From musician to MCC president, a look at Dr. Dale Nesbary’s remarkable career

For Dr. Dale Nesbary, 10th president of Muskegon Community College (MCC), the idea of becoming a college president did not come into play until about nine years before he was appointed to the role that he began in June 2009.

As a matter of fact, Nesbary, who grew up in the small town of Twin Lake, was a trombonist landing paid gigs as a student of Reeths Puffer High School. He would go on to major in music at Michigan State University, eventually switching to political science and anthropology.

Already playing with big-name acts such as Nancy Wilson, The Temptations, George Benson, and Chuck Mangione, Nesbary felt that, since he was already earning a living as a musician, he would take a different route in his education. Majoring in a more stable field of study such as political science, he developed a more intellectual perspective, which helped him as he stepped into several professional roles.

Looking back over his career, Nesbary has worked with elected officials, in finance and budgeting, and served as a research director with the Boston Police Department. He excelled in academic affairs at the university level, taught as a tenured associate professor, and led administration at the community college level.

Approaching retirement

As he approaches retirement in June — exactly 13 years after beginning his leadership journey with MCC — Nesbary is ready to take a break from overseeing people and budgets after 36 years of success in these areas.

“In terms of leadership, I have managed a budget and led people every year since 1986,” Nesbary explains, pointing out that he worked his way up the chain to get to where he is, although this was not always his dream. 

Dr. Nesbary with the West Michigan Concert Winds trombone section during a 2016 performance at Carnegie Hall.

His family moved to Muskegon county in 1951, four years before he was born. At that time, his African American family could not buy a house in Muskegon due to redlining, which is how he ended up in Twin Lake, where the Nesbarys purchased 56 acres of property.

Nesbary has followed in his father’s footsteps in accomplishing what some may look at as the impossible. His “impossible” feat was becoming the first African American president of MCC. 

“Every day, there is a first,” he says of this accomplishment. “I personally wanted to be defined as the person who put a hard stop to people who look like me being treated poorly because of what someone thinks.”

Changing perceptions

Witnessing the defeatists’ attitudes and negativity about the college as he was taking on the president role, Nesbary had two main goals: Changing the perception that MCC wasn’t a good college and ensuring MCC was not overlooked for grant opportunities and funding to expand and grow. 

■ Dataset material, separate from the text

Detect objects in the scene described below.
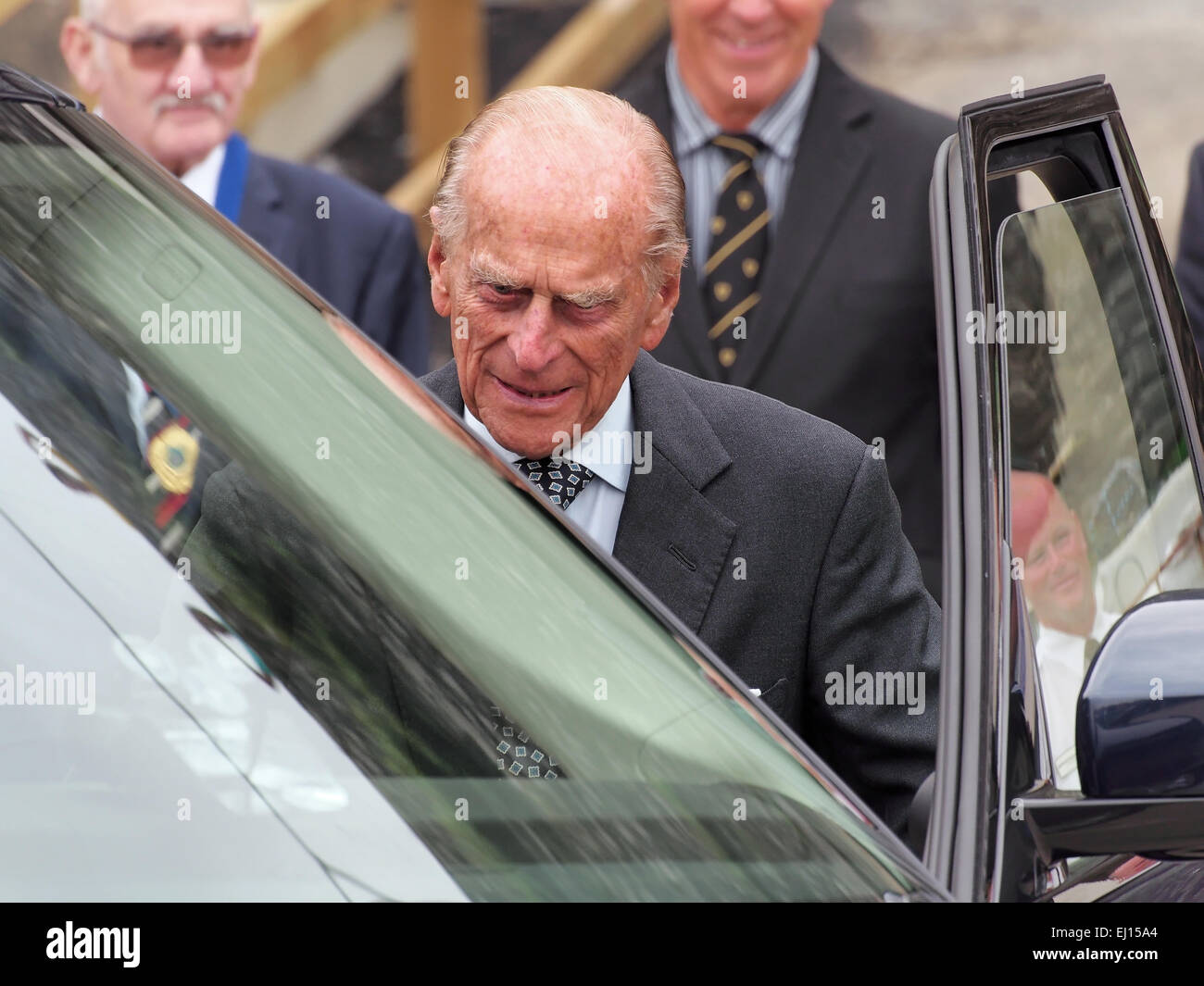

Nesbary points out that in an effort to make MCC stand on its own, two things were imperative: refusing to copy what other institutions were doing and implementing student engagement initiatives. Also, with advice and support from some impactful relationships that developed as he began his journey with MCC, Nesbary was able to advocate and gain access to grants (more than $21 million) to improve infrastructure and make long-overdue updates to equipment at the college.

Once these improvements and changes began to take place and be noticed, the naysayers, the ones who were previously doubtful about the future of MCC, were ready to become friends and supporters of the college. Also at that time, outside states and studies started ranking MCC as the best school in the state of Michigan.

In retirement, besides “sitting on the back porch watching the sunset,” Nesbary, who is married with two adult children, is looking forward to not running any offices or taking on any leadership roles. Instead, taking on a consultant role to work with others is a strong possibility for him as he leaves his MCC post.

Nesbary says he has always tried to surround or associate himself with like-minded people who have the same positive attitude and believe in their abilities to accomplish their goals, and he feels that this community, overall, has been supportive in displaying that positivity. As he moves forward in this next chapter of his life, Nesbary will continue to be an example to those who need to witness success.